しかし長い歴史の眼で見るならば、善と悪、哀憐と有用性の較量はまったくの筋違いであり、単純にすぎるもののように思われる。これにたいして、研究者の任務は事実を記録し、解釈することにあって、過去について判断し、衡量し、道徳的評価を加えることではない、という反論も成り立とう。まったくその通りである。
だが、過去における人間の活動にたいして、まったく冷たく客観的な見方をするのでないかぎり、この問題を完全に回避することは困難である。この点についていえることは、われわれの態度に分裂があるということだけであろう。人間的な研究者はたえず、知識を豊かにし、過去をうかがい見る機会を提供してくれる、このような悲惨な出来事にたいして、呪詛の気持ちと奇妙な感謝の思いの間をたえず揺れ動いていなければならないのである。

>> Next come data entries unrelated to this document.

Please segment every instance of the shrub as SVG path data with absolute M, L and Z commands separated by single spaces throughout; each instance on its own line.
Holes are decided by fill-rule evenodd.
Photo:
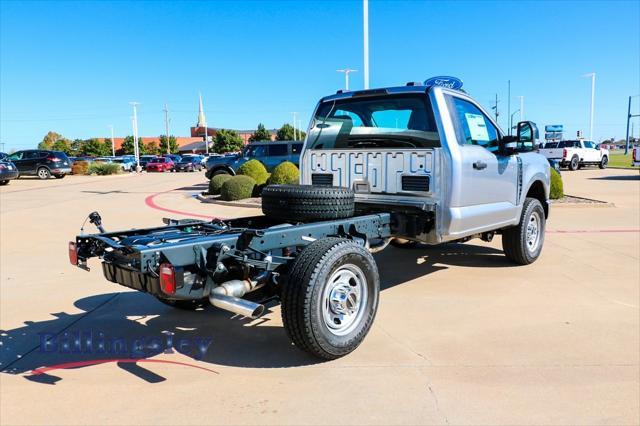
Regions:
M 280 163 L 269 178 L 269 185 L 297 184 L 300 181 L 300 170 L 290 161 Z
M 89 166 L 88 174 L 90 175 L 115 175 L 122 171 L 122 166 L 117 163 L 92 163 Z
M 256 181 L 249 176 L 233 176 L 227 179 L 220 188 L 220 195 L 225 201 L 244 200 L 253 194 Z
M 267 181 L 269 173 L 265 169 L 264 165 L 258 160 L 249 160 L 238 168 L 237 173 L 239 175 L 249 176 L 256 181 L 256 184 L 262 185 Z
M 218 195 L 220 193 L 220 188 L 222 188 L 222 184 L 231 179 L 233 176 L 228 174 L 215 175 L 209 181 L 209 194 L 210 195 Z
M 71 166 L 71 173 L 74 175 L 86 175 L 89 170 L 89 162 L 88 161 L 76 161 Z
M 562 176 L 555 169 L 551 169 L 551 189 L 549 198 L 559 200 L 564 197 L 564 186 L 562 185 Z

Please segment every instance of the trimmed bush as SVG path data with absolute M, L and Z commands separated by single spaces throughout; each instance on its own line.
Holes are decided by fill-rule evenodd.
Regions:
M 118 163 L 92 163 L 87 174 L 90 175 L 116 175 L 122 171 L 122 166 Z
M 249 160 L 240 166 L 237 170 L 239 175 L 249 176 L 256 181 L 256 184 L 262 185 L 269 178 L 269 173 L 264 165 L 258 160 Z
M 89 170 L 89 162 L 88 161 L 76 161 L 71 166 L 71 173 L 74 175 L 86 175 Z
M 209 195 L 218 195 L 220 193 L 220 188 L 222 188 L 222 184 L 231 179 L 233 176 L 231 175 L 215 175 L 209 181 Z
M 551 189 L 549 190 L 549 198 L 559 200 L 564 197 L 564 186 L 562 184 L 562 176 L 555 169 L 551 169 Z
M 222 184 L 220 195 L 225 201 L 244 200 L 251 198 L 255 186 L 256 181 L 249 176 L 233 176 Z
M 300 182 L 300 170 L 290 161 L 278 164 L 269 177 L 269 185 L 297 185 Z

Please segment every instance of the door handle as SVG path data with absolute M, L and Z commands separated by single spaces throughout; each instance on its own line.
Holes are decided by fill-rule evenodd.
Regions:
M 478 160 L 475 163 L 473 163 L 473 168 L 476 169 L 476 170 L 486 169 L 487 168 L 487 163 L 484 163 L 484 162 Z

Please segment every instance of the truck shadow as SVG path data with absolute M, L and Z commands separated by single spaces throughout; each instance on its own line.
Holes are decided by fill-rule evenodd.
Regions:
M 640 173 L 635 175 L 600 176 L 592 177 L 589 180 L 640 180 Z
M 462 244 L 388 248 L 376 261 L 382 290 L 454 265 L 512 266 L 500 250 Z M 55 384 L 62 370 L 113 363 L 147 383 L 159 383 L 166 378 L 146 368 L 151 363 L 217 374 L 216 365 L 286 368 L 322 362 L 291 344 L 279 309 L 249 320 L 211 307 L 181 311 L 133 291 L 90 296 L 74 305 L 80 313 L 52 313 L 50 320 L 0 330 L 1 372 Z

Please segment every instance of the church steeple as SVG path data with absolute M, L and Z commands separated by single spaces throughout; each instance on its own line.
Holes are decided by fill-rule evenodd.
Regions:
M 207 122 L 207 119 L 204 116 L 204 107 L 202 106 L 202 94 L 199 94 L 200 96 L 200 107 L 198 108 L 198 124 L 197 127 L 205 127 L 205 123 Z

私は20年後の今日なお、ジャック・ロンドンの『野生の呼び声』の一節を記憶している。その主人公のイヌがキャンプ•ファイアのかたわらでうずくまり、炎をじっと凝視している。このイヌの魂の原型的な深淵ともいうべきもののなかにおいて、かつて半ば野生のオオカミであったころ、恐ろしかったが制御できない魅力に惹かれて、毛皮を着た原始人のたく火のそばに近寄った、遠い過去の一種の記憶ともいうべきものがよみがえってくるのである。
私は居間の暖炉の火を眺めるときいつも、このようなヴィジョンを思い起こし、かつて人類が火の回りに集まり、この魔法の一画だけに暗闇の未知の恐怖から逃れ安息を見いだした、地上における人類の生活における時間と階段とをつねに戦慄をもって思い出したのであった。